Gun Control Plummeted in Popularity This Year
Gun sales have surged in 2020, fueled by a pandemic, nationwide riots that Democrat leaders showed little interest in stopping, and, even prior to election day, the mere prospect of a Biden/Harris administration that would implement new gun control measures.
Americans have purchased more guns in the first eight months in 2020 than the entirety of 2019, and are on pace to make this year the biggest year for gun sales ever. Firearms seller Vista Outdoor has a backlog of over $1 billion in ammo purchases alone.
These sales don’t reflect existing gun owners hoarding firearms either, as there are over five million new gun owners this year, likely the largest surge in gun ownership in U.S. history.
Naturally, that surge in gun sales and ownership has coincided with the popularity of gun control plummeting.
According to the latest polling from Gallup:
Americans are less likely than they have been since 2016 to call for increased gun control. The latest majority (57%) in the U.S. who call for stricter laws covering the sale of firearms marks a seven-percentage-point decline since last year. At the same time, 34% of U.S. adults prefer that gun laws be kept as they are now, while 9% would like them to be less strict.
Gallup has been tracking the public’s views on this measure since 1990, when a record-high 78% of Americans supported stricter laws for gun sales as the nation’s crime rate was rising. A majority of Americans held that position until 2008. Support then fell to a low of 43% in 2011.
Since the early 1990s, Americans’ preferences for tougher gun control have generally peaked in the wake of prominent mass shootings and waned as the memory of each fades.
Support for stricter gun control consistently declined from the early 1990s to 2012, and then began inching upwards since then. The jump in 2012 seems to coincidence with the tragic Sandy Hook Massacre, which support for stricter gun laws also increased following the Parkland School Shooting.
Broken down by party affiliation, support for stricter gun control has increased 24 points for Democrats since Gallup began tracking it, while it’s only increased 5 points among Independents. Meanwhile support among Republicans has been cut in half.
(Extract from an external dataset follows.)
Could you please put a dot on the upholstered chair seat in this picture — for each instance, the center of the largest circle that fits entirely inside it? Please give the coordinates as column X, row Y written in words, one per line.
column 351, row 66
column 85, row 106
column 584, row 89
The type of gun control that’s being supported tends to be of “scary” weapons, such as so-called assault weapons, whose only differences with regular firearms are cosmetic. It would be amusing to ask someone describing the AR-15 as a “weapon of war” if they could name a single military engagement in which one was used (hint: there aren’t any).
Support for a blanket handgun ban is at the lowest level ever except for one year, and has consistently trended downward.
Ironically, it’s handguns that make up the disproportionate share of firearm homicides in the U.S., not the “scary” firearms people want to regulate. There were four times as many people are killed with knives that all types of rifles (not just “assault” rifles) last year. That support for gun control is disproportionately in favor of restricting “assault rifles” just goes to prove that what support there is for gun control is being driven by media hysteria, not the facts.